The latest addition to my website is Mikheil Javakhishvili‘s კვაჭი კვაჭანტირაძე (Kvachi). This is a book I have long been wanting to read, even since I read about it in Donald Rayfield’s essential The Literature of Georgia. We must be grateful to Dalkey Archive Press for publishing it (in a translation by Rayfield) in English, in their excellent Georgian literature series, which has revealed already several first class novels. This one tells the story of a loveable but thoroughly scurrilous rogue. His birth is auspicious – the obligatory thunderstorm – and he is precocious. His first activities consist of sleeping with women and charging them, starting with his (married) landlady but he soon gravitates to more sophisticated scams.
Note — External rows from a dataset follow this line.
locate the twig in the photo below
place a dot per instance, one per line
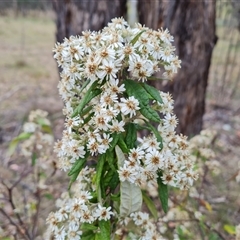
(14, 224)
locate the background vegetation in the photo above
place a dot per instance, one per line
(29, 79)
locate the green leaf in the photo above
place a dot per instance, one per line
(86, 110)
(76, 169)
(110, 159)
(156, 78)
(34, 158)
(108, 177)
(134, 40)
(213, 236)
(88, 118)
(149, 113)
(153, 92)
(90, 94)
(114, 181)
(230, 229)
(156, 133)
(150, 204)
(84, 85)
(130, 199)
(131, 135)
(13, 144)
(88, 235)
(135, 89)
(105, 230)
(88, 226)
(99, 173)
(115, 137)
(122, 144)
(115, 197)
(99, 168)
(78, 165)
(131, 195)
(49, 196)
(120, 156)
(162, 192)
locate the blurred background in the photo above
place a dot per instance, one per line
(206, 90)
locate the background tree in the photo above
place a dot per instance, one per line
(75, 16)
(192, 23)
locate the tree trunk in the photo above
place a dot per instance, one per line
(75, 16)
(192, 23)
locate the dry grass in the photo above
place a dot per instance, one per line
(29, 75)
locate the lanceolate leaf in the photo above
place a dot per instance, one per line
(130, 199)
(114, 181)
(120, 156)
(76, 169)
(150, 204)
(153, 92)
(90, 94)
(162, 192)
(131, 195)
(122, 144)
(78, 165)
(88, 235)
(135, 89)
(115, 137)
(99, 169)
(105, 230)
(149, 113)
(131, 135)
(156, 133)
(134, 40)
(88, 226)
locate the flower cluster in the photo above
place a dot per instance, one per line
(68, 222)
(108, 107)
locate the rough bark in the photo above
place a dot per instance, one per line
(192, 23)
(75, 16)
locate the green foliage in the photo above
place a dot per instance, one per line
(138, 91)
(162, 192)
(150, 205)
(91, 93)
(131, 135)
(105, 230)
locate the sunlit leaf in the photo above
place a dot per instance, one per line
(134, 40)
(105, 230)
(156, 133)
(131, 135)
(122, 144)
(150, 204)
(88, 226)
(230, 229)
(149, 113)
(131, 195)
(153, 92)
(162, 193)
(90, 94)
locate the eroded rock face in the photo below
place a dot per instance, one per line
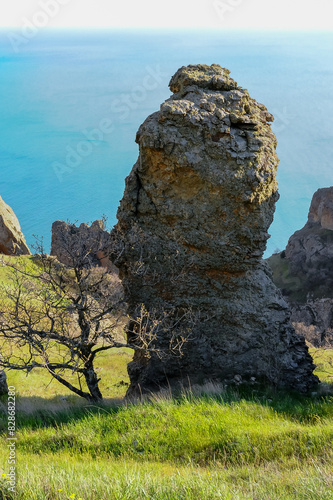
(193, 227)
(12, 241)
(93, 241)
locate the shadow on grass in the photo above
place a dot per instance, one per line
(37, 412)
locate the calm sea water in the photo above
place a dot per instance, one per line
(71, 103)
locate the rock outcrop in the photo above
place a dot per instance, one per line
(304, 272)
(92, 242)
(192, 229)
(12, 241)
(3, 383)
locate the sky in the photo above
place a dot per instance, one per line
(215, 14)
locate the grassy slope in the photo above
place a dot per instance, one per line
(228, 445)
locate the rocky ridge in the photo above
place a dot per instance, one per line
(304, 272)
(92, 241)
(192, 229)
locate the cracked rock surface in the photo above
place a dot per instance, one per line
(193, 226)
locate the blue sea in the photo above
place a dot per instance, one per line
(71, 103)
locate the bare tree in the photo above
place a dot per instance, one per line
(61, 318)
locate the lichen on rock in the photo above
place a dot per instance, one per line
(195, 213)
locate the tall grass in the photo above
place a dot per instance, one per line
(204, 444)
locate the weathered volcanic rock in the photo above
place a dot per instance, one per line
(192, 230)
(304, 272)
(3, 383)
(12, 241)
(92, 242)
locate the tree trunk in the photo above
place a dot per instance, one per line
(92, 382)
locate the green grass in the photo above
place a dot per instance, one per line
(208, 443)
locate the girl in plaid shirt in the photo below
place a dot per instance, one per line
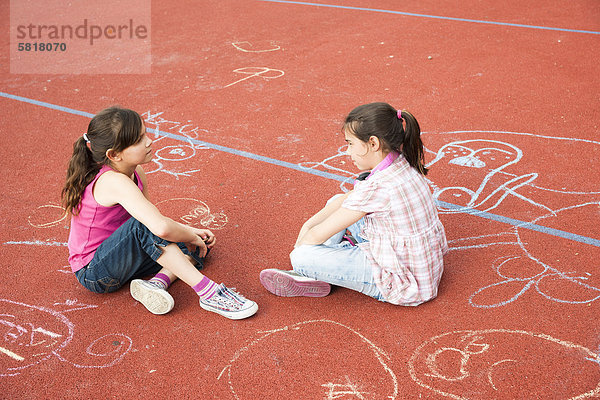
(400, 241)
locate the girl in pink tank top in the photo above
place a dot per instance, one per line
(118, 236)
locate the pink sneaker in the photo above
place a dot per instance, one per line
(290, 284)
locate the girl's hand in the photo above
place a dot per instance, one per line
(197, 244)
(207, 236)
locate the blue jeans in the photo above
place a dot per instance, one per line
(129, 253)
(337, 263)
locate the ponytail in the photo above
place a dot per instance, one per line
(385, 122)
(81, 171)
(114, 128)
(412, 146)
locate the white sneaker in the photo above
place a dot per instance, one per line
(156, 299)
(229, 304)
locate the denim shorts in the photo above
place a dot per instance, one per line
(129, 253)
(337, 263)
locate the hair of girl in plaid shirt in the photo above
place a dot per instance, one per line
(398, 130)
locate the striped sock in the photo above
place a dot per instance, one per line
(161, 280)
(205, 288)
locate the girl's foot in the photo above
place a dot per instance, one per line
(156, 299)
(290, 284)
(229, 304)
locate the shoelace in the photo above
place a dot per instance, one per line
(233, 295)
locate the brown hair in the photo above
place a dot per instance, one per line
(114, 128)
(381, 120)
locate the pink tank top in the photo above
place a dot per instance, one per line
(94, 224)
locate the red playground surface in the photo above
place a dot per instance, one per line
(245, 99)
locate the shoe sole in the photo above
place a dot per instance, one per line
(156, 301)
(233, 315)
(284, 285)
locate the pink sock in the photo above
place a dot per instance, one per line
(161, 280)
(205, 288)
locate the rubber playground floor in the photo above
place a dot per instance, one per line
(245, 99)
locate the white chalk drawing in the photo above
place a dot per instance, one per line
(550, 268)
(47, 216)
(170, 159)
(30, 335)
(193, 212)
(274, 356)
(248, 47)
(502, 363)
(251, 72)
(335, 164)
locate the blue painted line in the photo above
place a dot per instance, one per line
(520, 224)
(285, 164)
(548, 28)
(47, 105)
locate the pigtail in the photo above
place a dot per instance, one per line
(114, 128)
(412, 146)
(81, 171)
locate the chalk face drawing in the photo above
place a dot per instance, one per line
(30, 335)
(279, 356)
(485, 159)
(192, 212)
(172, 159)
(501, 364)
(265, 73)
(336, 164)
(483, 169)
(47, 216)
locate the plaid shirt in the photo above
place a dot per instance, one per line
(406, 239)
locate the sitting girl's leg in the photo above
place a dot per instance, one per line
(341, 265)
(133, 251)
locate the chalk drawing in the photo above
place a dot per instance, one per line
(47, 216)
(248, 47)
(479, 171)
(171, 159)
(482, 172)
(274, 356)
(193, 212)
(156, 121)
(336, 164)
(30, 335)
(263, 72)
(502, 363)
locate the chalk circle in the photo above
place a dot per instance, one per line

He builds up a gang, which helps and accompanies him, and they are happy to rob poor widows and rich men alike. They move away from Kutaisi to Tbilisi, then to Odessa and onto St Petersburg, where our hero becomes friendly with Rasputin and, thus, with the Tsar. This, naturally, gives him access to a whole range of sophisticated scams. The gang moves on to the rest of Europe – Warsaw, Vienna, Paris and London – before returning to Russia to mastermind the murder of Rasputin and both the February and October Russian revolutions. He is imprisoned numerous times but manages to escape, he is almost killed on many occasions but escapes. He falls in love with far too many women (his major weakness) and makes and loses fortunes with monotonous regularity but we cannot help liking him. It is a wonderful book and long overdue in English.